L’histoire de cette combattante peut nous rappeler celle d’une autre femme, que l’islam considère être l’une des meilleures que l’humanité ait connues.

Je parle de la femme de Pharaon, le tyran au sommet de son arrogance, une femme que tout prédestinait à être complice, à jouer un rôle actif au côté du tyran ; mais sa nature humaine, pure et innée, lui donna le courage de résister, de faire face au tyran et de refuser l’injustice, tout en adhérant à la foi sincère des opprimés.

Tali Fahima, née en Palestine occupée en 1976 dans une famille juive d’origine algérienne, est la jeune femme de nationalité israélienne, dont le service de sécurité Shin Beth affirma qu’elle planifiait de devenir « la première terroriste juive », en voulant agir contre son propre « peuple ». C’est la jeune femme qui, d’une partisane du parti Likoud, a « basculé » en 2003 pour développer des relations et prendre position en faveur de la résistance et du peuple palestiniens, ce qui a fini par lui coûter deux ans d’emprisonnement de 2005 à 2007. Et c’est enfin la jeune femme qui, selon un site pro-israélien, « vient de franchir un nouveau pas » (sans doute un pas dans l’horreur pour ce site, ndlr) ce lundi 7 juin, en embrassant la foi des opprimés et des résistants de la Palestine, la foi de la femme de Pharaon, la foi de leurs illustres ancêtres autour des apôtres du Christ et des compagnons du Prophète.

Pourtant, Tali Fahima était prédestinée à devenir une femme israélienne nourrie au sionisme, sans aucune considération pour les Arabes de la Palestine, rien que de la haine et du mépris.

Dans une interview qu’elle a accordée au site des Palestiniens de 1948 (www.pls48.net) en janvier 2010, elle revient sur son parcours, l’éducation qu’elle a reçue et comment elle a fini par découvrir la vérité.
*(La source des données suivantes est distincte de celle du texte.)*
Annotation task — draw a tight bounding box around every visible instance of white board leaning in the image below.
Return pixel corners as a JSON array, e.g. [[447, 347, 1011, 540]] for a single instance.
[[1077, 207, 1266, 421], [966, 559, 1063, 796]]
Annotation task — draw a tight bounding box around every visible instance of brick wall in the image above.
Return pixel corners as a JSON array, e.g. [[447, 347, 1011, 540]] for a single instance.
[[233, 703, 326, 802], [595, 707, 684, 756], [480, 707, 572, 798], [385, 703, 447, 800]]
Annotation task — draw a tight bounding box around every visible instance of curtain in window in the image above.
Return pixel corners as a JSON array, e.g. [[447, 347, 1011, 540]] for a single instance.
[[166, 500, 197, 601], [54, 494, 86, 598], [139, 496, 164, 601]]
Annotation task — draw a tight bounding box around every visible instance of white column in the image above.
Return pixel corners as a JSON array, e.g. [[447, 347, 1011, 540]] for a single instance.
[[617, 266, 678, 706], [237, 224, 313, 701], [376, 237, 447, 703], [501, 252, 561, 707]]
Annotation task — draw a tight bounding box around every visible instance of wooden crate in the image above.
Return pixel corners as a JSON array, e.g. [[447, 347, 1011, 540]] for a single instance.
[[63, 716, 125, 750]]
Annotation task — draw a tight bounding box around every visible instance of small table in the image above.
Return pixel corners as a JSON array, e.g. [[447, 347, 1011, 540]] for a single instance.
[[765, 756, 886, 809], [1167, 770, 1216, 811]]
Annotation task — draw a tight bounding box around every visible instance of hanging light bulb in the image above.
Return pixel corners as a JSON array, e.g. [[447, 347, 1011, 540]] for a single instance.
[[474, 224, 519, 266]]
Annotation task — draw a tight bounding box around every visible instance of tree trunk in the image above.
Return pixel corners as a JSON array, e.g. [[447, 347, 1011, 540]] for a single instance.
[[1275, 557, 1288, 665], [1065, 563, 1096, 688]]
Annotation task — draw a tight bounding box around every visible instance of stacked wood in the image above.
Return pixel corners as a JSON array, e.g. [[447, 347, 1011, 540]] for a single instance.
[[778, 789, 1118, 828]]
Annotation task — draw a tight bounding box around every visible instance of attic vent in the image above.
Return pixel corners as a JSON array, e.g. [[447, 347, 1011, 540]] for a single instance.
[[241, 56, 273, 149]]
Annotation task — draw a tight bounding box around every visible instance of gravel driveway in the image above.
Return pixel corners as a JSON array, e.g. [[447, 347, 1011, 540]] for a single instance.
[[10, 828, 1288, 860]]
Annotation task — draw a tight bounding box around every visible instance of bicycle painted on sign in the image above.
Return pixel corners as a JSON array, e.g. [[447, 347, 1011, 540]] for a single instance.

Après des études scolaires, un service militaire dans l’armée israélienne et un passage aux Etats-Unis, elle est rentrée travailler comme secrétaire de direction dans un cabinet d’avocats à Tel-Aviv : « Je vivais comme toute jeune femme juive à la recherche d’argent », mais « malgré l’aisance dont je jouissais, je ressentais un vide intérieur ».

L’éducation sioniste

A propos de l’éducation qu’elle a reçue en Israël, elle dit : « Depuis mon enfance, le sionisme œuvrait à nous inculquer la haine contre les Arabes et les Palestiniens. Ils nous apprenaient à avoir peur des Arabes... Ils nous expliquaient que les Arabes étaient des ennemis et que cette terre appartenait aux juifs, et ils nous présentaient des cartes et des documents montrant que cette terre était aux juifs de la mer au fleuve [du Jourdain]. Le sionisme instrumentalisait la religion pour atteindre ses objectifs en considérant que les juifs sont le « peuple élu » et que par conséquent, les autres ne méritaient pas une place d’égale dignité ». Elle se rappelle du mépris qu’elle avait pour les ouvriers arabes, et que « l’influence de l’éducation sioniste faisait que rien que la vue des panneaux en langue arabe dans les rues me dérangeait ».

Le basculement et la prison

Le changement fut enclenché au début des années 2000 avec la deuxième Intifada et la peur qu’elle provoqua. Elle voulait comprendre et commença à se poser des questions sur ces événements. Une opération kamikaze lui fit se demander : « Qui a fait cette opération et pourquoi ? Y a-t-il a un but qui mérite que l’on se sacrifie pour lui ? Quelles sont les véritables motivations ? »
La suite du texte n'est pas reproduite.